Self-compassion is an easily learnt skill, and many are surprised to discover its multiple physical and psychological benefits. Kristin Neff defines self-compassion as self-kindness during times of suffering; common humanity (recognizing that everyone suffers), and mindfulness.”
Studies indicate that those with greater levels of self-compassion tend to experience reduced anxiety and depression levels, increased emotional resilience and are better at turning maladaptive internal dialogue into motivating reinforcement for change.
1. Recognize Your Feelings
Self-compassion requires awareness of one’s feelings and accepting them without judgement, in order to prevent yourself from falling into problem-saturated patterns of response.
Begin by identifying what emotion you’re experiencing (e.g. sadness, anger or fear). Once identified, try giving it a name and noting what might be contributing to its appearance such as stressful events or negative inner voices.
Once you recognize your emotions, think about how they could motivate changes to be made in your life. For instance, feeling embarrassed after an outburst could encourage taking responsibility and moving on more quickly from such behavior.
Kristen Neff, an associate professor of educational psychology, defines self-compassion as having three elements. These components include “self-kindness”, “common humanity”, and “mindfulness”. When applied to oneself, “self-kindness” refers to treating oneself kindly while common humanity connects personal failures with the shared human condition while mindfulness involves engaging in nonjudgmental, present moment awareness.
2. Accept Your Mistakes
Self-compassion can be achieved by being more understanding about your mistakes.

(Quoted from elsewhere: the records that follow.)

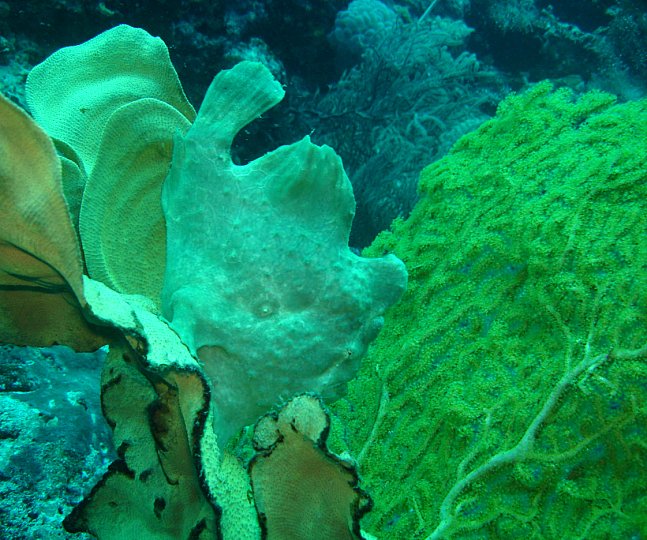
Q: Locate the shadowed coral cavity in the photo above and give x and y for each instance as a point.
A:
(301, 491)
(262, 285)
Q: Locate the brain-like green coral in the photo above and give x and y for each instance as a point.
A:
(506, 396)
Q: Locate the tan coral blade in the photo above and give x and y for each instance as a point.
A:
(41, 286)
(301, 490)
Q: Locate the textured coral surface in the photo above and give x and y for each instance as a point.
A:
(505, 397)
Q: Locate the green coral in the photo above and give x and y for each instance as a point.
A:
(506, 395)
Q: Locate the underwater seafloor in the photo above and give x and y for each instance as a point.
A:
(498, 148)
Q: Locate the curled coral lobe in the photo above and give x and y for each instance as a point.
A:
(301, 490)
(262, 286)
(41, 287)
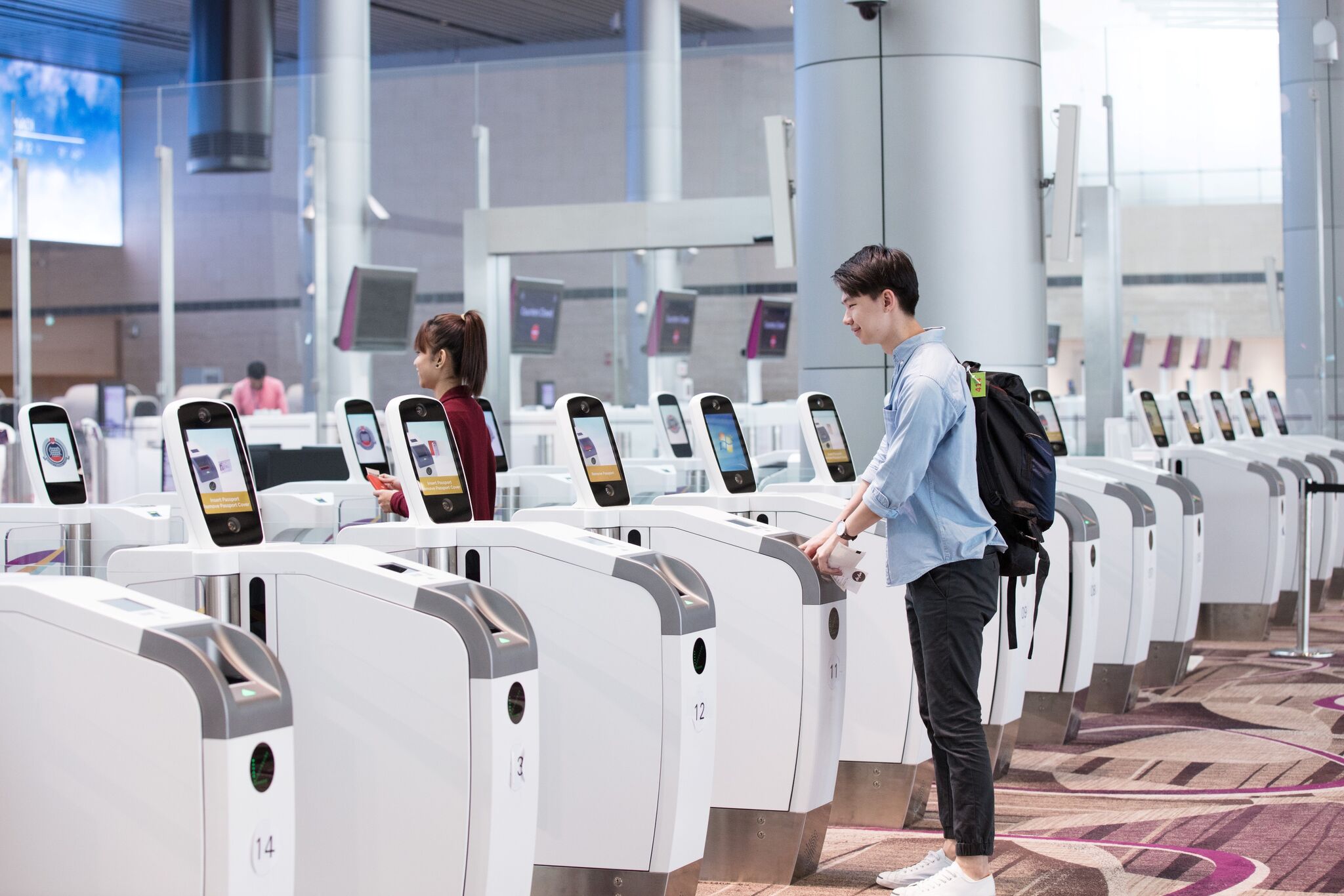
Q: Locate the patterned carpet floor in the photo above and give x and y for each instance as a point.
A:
(1231, 782)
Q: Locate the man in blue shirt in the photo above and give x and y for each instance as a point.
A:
(941, 544)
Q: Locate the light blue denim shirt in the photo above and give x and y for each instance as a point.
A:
(922, 480)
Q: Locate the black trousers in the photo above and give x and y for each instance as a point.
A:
(948, 609)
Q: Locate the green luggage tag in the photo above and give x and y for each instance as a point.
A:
(977, 384)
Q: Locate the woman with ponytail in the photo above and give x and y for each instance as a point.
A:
(451, 360)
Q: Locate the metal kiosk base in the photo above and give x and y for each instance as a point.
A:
(1051, 718)
(549, 880)
(1167, 662)
(881, 794)
(1233, 622)
(763, 847)
(1114, 687)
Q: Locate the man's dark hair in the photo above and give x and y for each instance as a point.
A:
(877, 268)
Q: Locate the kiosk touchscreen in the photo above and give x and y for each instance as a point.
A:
(835, 448)
(58, 457)
(496, 442)
(674, 425)
(1190, 417)
(1251, 414)
(730, 448)
(1277, 411)
(1225, 419)
(592, 433)
(1045, 406)
(223, 481)
(366, 436)
(1154, 417)
(433, 452)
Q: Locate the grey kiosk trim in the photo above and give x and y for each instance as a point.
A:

Try to comprehend why they happened and the harm caused. For instance, if an accidental breakage caused some one to miss their favorite knick knack by accident was your responsibility, think about their feelings and what can be done to rectify their situation.
Self-compassion consists of three parts, including “self-kindness”, “common humanity”, and “mindfulness”. Self-kindness involves showing yourself kindness; common humanity recognizes suffering and personal inadequacies as part of human experience; while mindfulness provides nonjudgmental present moment awareness open to all feelings.
Studies suggest that people who show themselves compassion tend to set high standards for themselves, then stick with those standards even when they fall short, instead letting their failures dissuade them from trying again (Neff, 2003b). But don’t mistake self-compassion for weakness or narcissism – in fact it makes you more motivated to give another try and keep health and well-being front of mind when facing challenges (Neff 2003a).
3. Practice Self-Compassion
Practice self-compassion requires adopting an attitude of warmth and fairness toward yourself. This means acknowledging that everyone experiences difficulties from time to time and accepting that mistakes may happen – just as if treating another friend or family member was involved.
To foster an attitude of self-compassion, try practicing mindfulness. Mindfulness allows you to step back and observe your thoughts and emotions objectively, which can reduce their power over you. Expressive writing may also be useful in relieving stress and decreasing negative ruminations.
Think of something soothing and nurturing for yourself – such as a soothing cup of tea, receiving an embrace from a loved one or watching an amusing video (creating a “laughter library”) to bring some light relief on difficult days. By providing yourself with care similar to that provided a loved one, this approach can turn critical voices in your head into motivating inner coaches cheering you on as you work toward change.
4. Talk to Yourself
Even though talking out loud to oneself may seem odd, studies have proven it can be very beneficial. Speaking aloud can help clarify thoughts, improve memory and make managing feelings easier.
However, how you talk to yourself is the key. Self-compassion encompasses three components: self-kindness, common humanity and mindfulness. Treating yourself kindly means practicing self-compassion while acknowledging suffering as part of life is part of human experience while mindfulness involves nonjudgmental awareness.
One way to foster self-compassion is writing yourself an encouraging letter as though you were writing to an old acquaintance. For assistance in getting started, take a look at this Greater Good In Action walk-through.